We compare the performance, power consumption, and resource usage of various post-processing accelerator, as detailed in Table 4. Power consumption is measured as the total power, including both static and dynamic components. Our proposed hybrid bitonic sorter achieves performance improvements of up to 1.25 times and no less than 1.05 times compared to the solution presented in [67]. Relative to the original bitonic sorter, our implementation provides faster post processes for both inference and training, while incurring only a 0.05% increase in LUT usage and a 0.001% increase in FF usage.
Due to the differing degrees of redundancy among various solutions, we evaluate the effectiveness of redundancy reduction across different algorithms using our proposed accelerator scheme. As shown in Table 5, our solution provides a maximum speedup of 1.19 times and a minimum speedup of 1.10 times.
Table 6 presents a comparison between our approach and recent studies. Notably, aside from ASIC-based solutions, our work is one of the few that incorporates data retrieval from DDR and loading onto the accelerator while adhering to the official boundary box specifications.
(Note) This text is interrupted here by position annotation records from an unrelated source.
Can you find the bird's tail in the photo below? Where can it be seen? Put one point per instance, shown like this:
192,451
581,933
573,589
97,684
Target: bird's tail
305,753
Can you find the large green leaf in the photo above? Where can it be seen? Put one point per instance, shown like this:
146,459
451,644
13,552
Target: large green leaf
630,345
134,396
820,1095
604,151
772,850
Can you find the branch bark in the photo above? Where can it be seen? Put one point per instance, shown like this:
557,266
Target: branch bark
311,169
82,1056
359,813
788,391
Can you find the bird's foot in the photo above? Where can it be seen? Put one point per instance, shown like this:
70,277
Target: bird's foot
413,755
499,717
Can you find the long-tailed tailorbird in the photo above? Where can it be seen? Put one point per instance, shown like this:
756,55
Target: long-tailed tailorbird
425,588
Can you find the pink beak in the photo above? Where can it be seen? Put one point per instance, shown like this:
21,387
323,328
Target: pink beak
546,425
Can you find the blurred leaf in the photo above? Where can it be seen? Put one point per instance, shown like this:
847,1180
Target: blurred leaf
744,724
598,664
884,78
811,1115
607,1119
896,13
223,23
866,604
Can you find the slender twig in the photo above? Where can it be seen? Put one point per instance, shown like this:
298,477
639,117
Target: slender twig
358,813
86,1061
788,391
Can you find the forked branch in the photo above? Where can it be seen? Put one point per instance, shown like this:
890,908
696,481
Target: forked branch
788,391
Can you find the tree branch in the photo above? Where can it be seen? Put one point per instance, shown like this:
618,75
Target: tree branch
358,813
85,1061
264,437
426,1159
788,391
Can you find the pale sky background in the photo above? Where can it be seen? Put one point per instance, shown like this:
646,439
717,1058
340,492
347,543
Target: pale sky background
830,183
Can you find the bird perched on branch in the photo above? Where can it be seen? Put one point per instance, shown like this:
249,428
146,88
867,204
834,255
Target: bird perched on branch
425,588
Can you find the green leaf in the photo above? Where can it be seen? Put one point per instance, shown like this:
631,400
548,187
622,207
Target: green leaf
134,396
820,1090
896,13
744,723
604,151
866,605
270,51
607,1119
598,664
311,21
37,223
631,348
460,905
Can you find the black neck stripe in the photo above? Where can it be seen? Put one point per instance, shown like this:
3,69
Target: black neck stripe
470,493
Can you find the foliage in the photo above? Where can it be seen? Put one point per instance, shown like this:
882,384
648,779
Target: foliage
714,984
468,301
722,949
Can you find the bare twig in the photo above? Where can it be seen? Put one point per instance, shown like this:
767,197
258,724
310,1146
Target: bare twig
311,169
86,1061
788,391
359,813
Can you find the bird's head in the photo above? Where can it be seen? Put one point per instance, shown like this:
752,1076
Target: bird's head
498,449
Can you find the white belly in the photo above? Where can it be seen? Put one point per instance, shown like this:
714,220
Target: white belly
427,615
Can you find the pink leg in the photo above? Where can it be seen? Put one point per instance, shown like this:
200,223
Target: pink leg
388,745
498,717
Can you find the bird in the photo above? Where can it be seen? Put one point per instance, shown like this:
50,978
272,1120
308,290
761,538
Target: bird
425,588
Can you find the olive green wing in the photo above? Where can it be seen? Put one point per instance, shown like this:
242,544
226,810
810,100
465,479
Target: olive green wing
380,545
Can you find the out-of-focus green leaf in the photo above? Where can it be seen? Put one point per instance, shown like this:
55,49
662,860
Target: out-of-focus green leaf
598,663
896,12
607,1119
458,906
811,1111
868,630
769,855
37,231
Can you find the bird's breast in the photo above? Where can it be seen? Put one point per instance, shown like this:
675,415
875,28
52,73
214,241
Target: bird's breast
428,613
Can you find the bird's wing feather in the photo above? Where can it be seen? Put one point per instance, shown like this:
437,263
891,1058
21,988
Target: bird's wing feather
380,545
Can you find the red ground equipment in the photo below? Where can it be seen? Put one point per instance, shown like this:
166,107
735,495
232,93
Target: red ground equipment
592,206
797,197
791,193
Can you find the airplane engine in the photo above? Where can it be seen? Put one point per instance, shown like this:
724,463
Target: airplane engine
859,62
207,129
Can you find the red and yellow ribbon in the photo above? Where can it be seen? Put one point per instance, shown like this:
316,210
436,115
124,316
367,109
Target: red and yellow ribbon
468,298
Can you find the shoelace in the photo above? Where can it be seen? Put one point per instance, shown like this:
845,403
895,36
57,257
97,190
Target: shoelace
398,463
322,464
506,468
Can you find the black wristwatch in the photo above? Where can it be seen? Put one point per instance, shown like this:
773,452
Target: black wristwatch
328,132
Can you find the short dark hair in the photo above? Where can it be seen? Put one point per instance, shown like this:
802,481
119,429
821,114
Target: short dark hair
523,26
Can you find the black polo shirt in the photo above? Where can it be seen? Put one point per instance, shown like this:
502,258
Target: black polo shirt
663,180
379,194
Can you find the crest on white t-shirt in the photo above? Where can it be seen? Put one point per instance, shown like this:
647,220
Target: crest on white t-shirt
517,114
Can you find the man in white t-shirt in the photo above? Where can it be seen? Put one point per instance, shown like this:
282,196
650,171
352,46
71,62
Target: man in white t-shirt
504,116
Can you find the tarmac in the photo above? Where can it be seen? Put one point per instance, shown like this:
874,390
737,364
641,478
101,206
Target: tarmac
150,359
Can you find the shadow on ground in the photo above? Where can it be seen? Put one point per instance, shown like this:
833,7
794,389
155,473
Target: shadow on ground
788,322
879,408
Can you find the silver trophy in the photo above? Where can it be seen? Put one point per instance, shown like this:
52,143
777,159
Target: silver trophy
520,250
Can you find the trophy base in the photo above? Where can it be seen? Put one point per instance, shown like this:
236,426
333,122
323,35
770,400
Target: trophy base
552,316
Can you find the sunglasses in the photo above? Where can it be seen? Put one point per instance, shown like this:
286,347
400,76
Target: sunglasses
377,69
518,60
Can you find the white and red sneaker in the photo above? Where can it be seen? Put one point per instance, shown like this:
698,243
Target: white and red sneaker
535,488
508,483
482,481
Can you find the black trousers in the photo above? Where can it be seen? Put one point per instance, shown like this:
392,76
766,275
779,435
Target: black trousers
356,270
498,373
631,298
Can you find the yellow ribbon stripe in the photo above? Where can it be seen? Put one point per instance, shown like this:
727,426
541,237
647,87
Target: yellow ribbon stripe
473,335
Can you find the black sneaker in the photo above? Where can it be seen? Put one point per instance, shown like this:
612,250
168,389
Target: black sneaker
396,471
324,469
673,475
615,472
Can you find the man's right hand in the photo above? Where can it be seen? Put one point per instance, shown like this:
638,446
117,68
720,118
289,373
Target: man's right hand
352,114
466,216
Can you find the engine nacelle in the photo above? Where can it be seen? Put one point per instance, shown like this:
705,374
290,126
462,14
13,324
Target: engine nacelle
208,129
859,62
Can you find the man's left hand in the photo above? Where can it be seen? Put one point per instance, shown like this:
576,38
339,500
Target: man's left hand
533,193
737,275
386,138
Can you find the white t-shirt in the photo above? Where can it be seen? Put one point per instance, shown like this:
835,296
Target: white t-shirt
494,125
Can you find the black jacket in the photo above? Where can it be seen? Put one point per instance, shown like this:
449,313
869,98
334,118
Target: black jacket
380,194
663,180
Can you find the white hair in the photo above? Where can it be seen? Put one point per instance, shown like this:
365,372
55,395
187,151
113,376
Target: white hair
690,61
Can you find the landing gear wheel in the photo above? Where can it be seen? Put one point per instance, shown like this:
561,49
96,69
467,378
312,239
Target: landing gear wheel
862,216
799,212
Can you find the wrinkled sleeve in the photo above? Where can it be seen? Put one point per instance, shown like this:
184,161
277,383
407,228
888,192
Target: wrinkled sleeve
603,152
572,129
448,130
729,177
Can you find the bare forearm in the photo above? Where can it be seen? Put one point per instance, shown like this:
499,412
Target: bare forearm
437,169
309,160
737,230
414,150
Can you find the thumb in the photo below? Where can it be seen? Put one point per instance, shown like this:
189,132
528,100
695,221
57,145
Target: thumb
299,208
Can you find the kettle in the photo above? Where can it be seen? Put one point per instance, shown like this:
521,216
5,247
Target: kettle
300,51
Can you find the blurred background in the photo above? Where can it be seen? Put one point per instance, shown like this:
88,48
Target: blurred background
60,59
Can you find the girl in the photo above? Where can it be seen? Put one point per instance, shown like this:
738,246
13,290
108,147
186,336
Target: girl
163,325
In accelerator that utilize DDR for data storage, our solution achieves a minimum speedup of 7.55 times in NMS. When considering IP simulation alone, our approach offers even greater acceleration benefits, particularly when factoring in the number of candidate boxes. In comparison to systems utilizing an RTX 2080 Ti, our solution provides a minimum speedup of 21.93 times in training post process and 19.89 times in inference post process.

6. Conclusions

This paper provides a comprehensive analysis of both training and inference post processes and proposes a unified approach for four common post-processing schemes. To address the issue of ineffective IoU calculations in these algorithms, we introduce priority of classification to further reduce ineffective IoU calculations for bounding boxes. We present a hybrid bitonic sorter algorithm and its hardware implementation, which utilizes the bitonic sorter for highly parallel comparisons. Lastly, we propose a unified hardware accelerator designed specifically for post-processing tasks.

Author Contributions

Conceptualization, D.Y. and L.C.; methodology, D.Y.; software, D.Y.; validation, D.Y., X.H., M.N., M.C., and Y.Z.; formal analysis, D.Y., L.C., and X.H.; investigation, D.Y.; resources, L.C.; writing—original draft preparation, D.Y.; writing—review and editing, L.C.; visualization, D.Y.; supervision, L.C.; project administration, L.C.; funding acquisition, L.C. All authors have read and agreed to the published version of the manuscript.

Funding

This research was funded by the Key Research and Design Plan of Chinese Academy of Sciences under Grant 2022YFB4400404. (Corresponding author:Lan Chen.)

Data Availability Statement

Publicly available datasets were analyzed in this study. These data can be found here: at https://cocodataset.org/.

Acknowledgments

The first author, D.Y., hereby acknowledges the Institute of Microelectronics of the Chinese Academy of Sciences (IMECAS) and the EDA Center

Conflicts of Interest

The authors declare no conflict of interest.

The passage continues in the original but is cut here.